I am committed to navigating this current landscape differently. I will likely continue to use social media, though I will not allow it to use me. I will be more mindful of what and how I share information. I will honor other’s choices of what and how they share, and I will honor how those choices land for me. I decide what friendship means to me, and I will not demand that my parameters govern other people’s choices. And if I am left to learn of something profound that is happening for you along with all the masses, I will take my place among them. I will recognize, and I will accept my place in your life.

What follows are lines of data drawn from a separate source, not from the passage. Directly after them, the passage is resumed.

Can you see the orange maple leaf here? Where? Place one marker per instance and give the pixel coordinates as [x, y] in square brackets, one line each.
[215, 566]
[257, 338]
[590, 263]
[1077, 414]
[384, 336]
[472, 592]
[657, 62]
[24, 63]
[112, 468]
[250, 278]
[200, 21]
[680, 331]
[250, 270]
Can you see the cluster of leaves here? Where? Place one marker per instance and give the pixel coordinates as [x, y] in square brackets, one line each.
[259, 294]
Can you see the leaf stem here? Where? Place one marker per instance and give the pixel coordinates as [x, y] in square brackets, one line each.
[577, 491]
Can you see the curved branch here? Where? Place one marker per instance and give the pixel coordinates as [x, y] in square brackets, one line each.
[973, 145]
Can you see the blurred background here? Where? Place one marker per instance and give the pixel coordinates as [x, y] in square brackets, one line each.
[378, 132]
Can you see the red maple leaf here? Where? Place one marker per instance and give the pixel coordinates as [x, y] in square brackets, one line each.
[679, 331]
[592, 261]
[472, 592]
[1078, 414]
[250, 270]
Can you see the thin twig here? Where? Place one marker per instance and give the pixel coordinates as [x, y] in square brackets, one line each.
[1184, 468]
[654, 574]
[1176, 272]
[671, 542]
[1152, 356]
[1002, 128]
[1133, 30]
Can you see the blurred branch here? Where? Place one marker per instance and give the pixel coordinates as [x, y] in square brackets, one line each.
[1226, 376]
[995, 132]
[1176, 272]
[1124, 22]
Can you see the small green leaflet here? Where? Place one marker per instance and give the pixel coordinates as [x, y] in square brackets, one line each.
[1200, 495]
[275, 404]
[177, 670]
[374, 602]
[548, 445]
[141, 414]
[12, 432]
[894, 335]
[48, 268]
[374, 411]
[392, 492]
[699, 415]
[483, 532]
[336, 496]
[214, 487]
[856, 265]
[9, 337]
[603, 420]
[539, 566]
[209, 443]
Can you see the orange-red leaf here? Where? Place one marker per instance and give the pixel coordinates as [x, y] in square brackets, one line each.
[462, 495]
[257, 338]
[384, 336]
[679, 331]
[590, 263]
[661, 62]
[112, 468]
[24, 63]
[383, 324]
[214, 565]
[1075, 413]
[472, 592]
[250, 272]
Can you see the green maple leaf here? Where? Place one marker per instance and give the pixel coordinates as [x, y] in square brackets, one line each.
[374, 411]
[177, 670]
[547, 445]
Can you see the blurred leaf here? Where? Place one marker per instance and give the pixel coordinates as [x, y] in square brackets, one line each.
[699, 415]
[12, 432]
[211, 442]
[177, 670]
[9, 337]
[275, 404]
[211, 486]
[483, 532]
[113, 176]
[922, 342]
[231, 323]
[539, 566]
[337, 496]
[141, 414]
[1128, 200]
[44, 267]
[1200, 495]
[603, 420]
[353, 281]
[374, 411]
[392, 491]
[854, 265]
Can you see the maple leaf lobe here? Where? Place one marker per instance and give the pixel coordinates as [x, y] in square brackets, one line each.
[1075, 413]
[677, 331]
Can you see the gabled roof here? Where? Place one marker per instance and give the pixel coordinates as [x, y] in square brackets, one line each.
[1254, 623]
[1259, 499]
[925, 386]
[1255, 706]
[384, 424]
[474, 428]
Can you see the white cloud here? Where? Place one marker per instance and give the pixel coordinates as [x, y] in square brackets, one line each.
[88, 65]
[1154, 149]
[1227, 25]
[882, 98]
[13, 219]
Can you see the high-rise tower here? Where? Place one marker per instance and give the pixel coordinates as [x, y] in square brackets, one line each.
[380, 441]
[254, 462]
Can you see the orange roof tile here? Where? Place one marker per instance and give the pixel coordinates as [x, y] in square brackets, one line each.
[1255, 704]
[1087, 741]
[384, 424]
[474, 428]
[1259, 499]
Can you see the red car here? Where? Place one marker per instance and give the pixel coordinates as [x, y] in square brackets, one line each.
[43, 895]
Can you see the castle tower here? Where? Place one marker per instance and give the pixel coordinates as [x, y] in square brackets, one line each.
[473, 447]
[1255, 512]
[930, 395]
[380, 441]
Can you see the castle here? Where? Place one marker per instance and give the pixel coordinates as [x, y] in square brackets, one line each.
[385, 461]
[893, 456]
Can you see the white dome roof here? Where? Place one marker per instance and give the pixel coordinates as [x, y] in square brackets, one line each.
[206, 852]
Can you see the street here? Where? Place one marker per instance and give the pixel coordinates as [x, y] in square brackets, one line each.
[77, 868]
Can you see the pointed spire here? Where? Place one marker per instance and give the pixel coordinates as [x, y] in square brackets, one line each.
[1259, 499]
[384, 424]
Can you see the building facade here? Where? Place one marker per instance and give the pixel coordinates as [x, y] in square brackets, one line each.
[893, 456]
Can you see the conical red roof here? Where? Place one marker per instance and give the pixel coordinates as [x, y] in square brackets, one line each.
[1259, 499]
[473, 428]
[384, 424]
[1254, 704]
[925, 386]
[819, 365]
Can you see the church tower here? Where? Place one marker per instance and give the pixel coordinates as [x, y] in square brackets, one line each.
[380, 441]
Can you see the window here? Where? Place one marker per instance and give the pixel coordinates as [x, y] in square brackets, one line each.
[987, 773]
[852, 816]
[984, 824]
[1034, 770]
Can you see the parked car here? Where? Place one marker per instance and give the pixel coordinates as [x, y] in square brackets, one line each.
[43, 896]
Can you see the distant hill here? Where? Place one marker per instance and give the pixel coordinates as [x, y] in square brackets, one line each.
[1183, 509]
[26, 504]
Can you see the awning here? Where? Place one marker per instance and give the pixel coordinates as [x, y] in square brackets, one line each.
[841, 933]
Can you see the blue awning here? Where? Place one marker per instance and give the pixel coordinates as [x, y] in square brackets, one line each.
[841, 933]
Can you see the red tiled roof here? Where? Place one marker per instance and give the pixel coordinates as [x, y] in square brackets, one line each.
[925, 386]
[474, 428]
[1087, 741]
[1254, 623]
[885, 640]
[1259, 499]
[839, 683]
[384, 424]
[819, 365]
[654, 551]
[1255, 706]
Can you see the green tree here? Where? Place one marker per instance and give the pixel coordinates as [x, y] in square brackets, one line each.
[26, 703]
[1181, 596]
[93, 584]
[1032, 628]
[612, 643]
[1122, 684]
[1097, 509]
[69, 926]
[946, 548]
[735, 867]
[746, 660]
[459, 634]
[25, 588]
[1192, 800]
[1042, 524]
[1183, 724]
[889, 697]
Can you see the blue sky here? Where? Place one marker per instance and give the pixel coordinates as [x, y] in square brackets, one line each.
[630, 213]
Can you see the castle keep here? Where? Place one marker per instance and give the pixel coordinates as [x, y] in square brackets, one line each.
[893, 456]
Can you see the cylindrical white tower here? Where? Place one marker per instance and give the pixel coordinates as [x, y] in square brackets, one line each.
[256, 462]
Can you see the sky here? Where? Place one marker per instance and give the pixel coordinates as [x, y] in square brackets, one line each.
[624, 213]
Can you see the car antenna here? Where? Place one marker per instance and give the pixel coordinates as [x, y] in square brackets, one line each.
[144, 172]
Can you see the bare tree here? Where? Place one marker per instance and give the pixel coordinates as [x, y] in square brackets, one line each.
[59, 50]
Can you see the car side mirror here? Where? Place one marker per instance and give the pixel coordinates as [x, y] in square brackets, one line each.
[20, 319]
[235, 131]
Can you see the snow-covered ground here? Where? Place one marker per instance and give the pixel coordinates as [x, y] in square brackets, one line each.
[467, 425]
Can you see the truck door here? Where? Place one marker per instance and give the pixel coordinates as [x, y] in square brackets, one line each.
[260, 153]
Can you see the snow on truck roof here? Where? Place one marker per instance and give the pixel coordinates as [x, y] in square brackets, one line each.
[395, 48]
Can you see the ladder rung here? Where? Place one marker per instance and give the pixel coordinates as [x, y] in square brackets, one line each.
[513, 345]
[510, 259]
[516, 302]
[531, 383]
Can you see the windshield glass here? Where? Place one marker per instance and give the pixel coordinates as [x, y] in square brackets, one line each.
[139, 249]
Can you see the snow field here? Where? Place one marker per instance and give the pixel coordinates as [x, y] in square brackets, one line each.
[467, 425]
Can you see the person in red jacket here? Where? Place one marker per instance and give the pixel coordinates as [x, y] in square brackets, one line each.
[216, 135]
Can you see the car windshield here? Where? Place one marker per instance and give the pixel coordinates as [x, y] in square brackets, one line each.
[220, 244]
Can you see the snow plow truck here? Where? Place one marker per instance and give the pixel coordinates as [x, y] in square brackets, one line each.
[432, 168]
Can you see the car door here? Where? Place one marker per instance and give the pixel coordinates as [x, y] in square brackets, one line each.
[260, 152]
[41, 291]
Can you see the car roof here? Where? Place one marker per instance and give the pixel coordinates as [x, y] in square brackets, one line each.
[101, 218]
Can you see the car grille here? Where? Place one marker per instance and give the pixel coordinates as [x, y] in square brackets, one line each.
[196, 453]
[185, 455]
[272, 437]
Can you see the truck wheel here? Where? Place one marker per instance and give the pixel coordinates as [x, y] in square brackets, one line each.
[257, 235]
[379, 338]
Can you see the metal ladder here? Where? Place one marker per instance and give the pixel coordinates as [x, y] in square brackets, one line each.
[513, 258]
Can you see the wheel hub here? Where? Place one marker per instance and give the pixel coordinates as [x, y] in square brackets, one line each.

This time of pandemic is a profound resetting of priorities for me. Levels of friendship and relationship are high among those re-evaluations. Social distancing has taught me how distant our current culture has become. Media is convenient, yes. And it is also in many ways disconnecting. Media rapidly reaches many people. It does. Yet it is more vital to me to touch a few hearts. It will take longer. And I suspect it will mean more.

It is often said that when times are tough you find out who your real friends are. That has been supremely born out for me in the past couple of years. A huge weeding of this garden has occurred. Some of that was of my intentional action. Some of it felt as if it happened independent of my own choices. Either way, there is plenty of room for new and existing flowers to grow. New ways of relating to flourish. New depths to be plunged and new heights to be soared. I am open and I am ready for it. It is a risk I am willing to risk.

It is not enough for me to simply remember when friends were really friends. I want that now. It is a perspective and an experience that I am actively cultivating. Part of that for me involves less media and more immediacy. I will undoubtedly miss events, birthdays, and life occurrences. I am sorry for that. But I will not miss the things that are happening for people who truly see me as a friend that they directly include in the moments of their life experience. And then if I do miss something, I will be told I was missed.

I have a great number of social media acquaintances. I have very few social media friends. I get to choose how I see that distinction, and how I relate to it. I see it in perspective. And I am using the framing to awaken me to the rare and precious gift of intimate friendship. I am vowing to make more direct contact, and to share at a deeper and truer level. You, my friends, will not learn of what is important to me along with the masses. You will hear it directly from me. If for convenience and expediency I need to share in order to disseminate sensitive information you will have known it first.

I am remembering when friends were friends by being that kind of friend now.